Optimal curbside pricing for managing ride-hailing pick-ups and drop-offs

Abstract

Recent years have witnessed the rise of ride-hailing mobility services thanks to ubiquitous emerging technologies. Curbside spaces, as a category of public infrastructure, are being used by private ride-hailing services to pick up and drop off passengers, in addition to deliveries and parking access. This becomes quite common in urban areas and has led to additional congestion for ride-hailing, private and public transit vehicles on the driving lanes. Curb utilization by various traffic modes further alters travelers’ choices in modes/routes, clogging streets and polluting urban environment. However, there is a lack of theories and models to evaluate the effects of curbside ride-hailing stops in regional networks and to effectively manage ride-hailing pick-ups and drop-offs for system optimum. In view of this, this paper develops a bi-modal network traffic assignment model considering both private driving and ride-hailing modes who are competing for roads and curb spaces in general networks.

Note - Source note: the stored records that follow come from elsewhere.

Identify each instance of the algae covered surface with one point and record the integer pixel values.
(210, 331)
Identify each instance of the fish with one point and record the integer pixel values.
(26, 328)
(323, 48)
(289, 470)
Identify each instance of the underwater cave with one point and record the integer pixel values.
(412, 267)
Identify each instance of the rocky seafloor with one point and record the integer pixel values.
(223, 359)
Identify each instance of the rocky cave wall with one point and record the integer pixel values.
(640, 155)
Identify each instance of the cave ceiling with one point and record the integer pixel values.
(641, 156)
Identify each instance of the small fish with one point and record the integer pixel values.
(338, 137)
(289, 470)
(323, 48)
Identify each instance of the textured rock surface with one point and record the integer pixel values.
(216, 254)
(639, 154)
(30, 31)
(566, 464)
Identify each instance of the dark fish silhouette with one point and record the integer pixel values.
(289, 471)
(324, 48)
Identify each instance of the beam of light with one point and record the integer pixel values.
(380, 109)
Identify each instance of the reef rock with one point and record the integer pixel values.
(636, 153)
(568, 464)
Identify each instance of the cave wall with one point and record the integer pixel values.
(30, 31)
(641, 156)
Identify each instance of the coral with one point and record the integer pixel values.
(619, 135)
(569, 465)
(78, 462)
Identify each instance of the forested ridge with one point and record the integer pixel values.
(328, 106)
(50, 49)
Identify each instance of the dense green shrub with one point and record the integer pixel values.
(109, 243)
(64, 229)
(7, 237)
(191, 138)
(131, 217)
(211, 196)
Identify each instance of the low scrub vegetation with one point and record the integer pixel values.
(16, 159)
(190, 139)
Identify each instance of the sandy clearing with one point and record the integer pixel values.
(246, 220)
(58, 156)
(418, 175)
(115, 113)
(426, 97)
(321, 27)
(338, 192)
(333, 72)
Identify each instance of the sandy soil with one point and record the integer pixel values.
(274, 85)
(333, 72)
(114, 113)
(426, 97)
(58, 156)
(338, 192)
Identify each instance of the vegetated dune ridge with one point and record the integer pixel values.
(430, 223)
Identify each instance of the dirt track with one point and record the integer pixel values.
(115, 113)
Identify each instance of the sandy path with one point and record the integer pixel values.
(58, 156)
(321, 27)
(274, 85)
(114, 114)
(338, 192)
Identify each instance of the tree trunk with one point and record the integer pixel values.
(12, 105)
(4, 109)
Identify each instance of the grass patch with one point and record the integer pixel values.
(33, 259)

To model the impact of limited curbside capacity to through traffic, a curbside queuing model is utilized to quantify the effect of congestion on both curbs and driving lanes induced by curbside stops in terms of waiting time and queue lengths. Travelers make joint choices of modes (driving or ride-hailing), curb stopping locations or parking locations. In addition, this study explores the option to regulate the amount of curbside stops to improve system performance, which is done by imposing a location-specific stopping fee on ride-hailing trips for using curbs to pick-up and drop-off. The curb pricing would influence travelers’ modal choices and parking location choices. To determine the optimal curbside pricing, a sensitivity analysis-based method is developed to minimize the total social cost of the network among all trips. The proposed methods are examined on three networks. We find that the optimal curbside pricing could effectively reduce curbside congestion and total social cost of the traffic system, benefiting all trips in the network.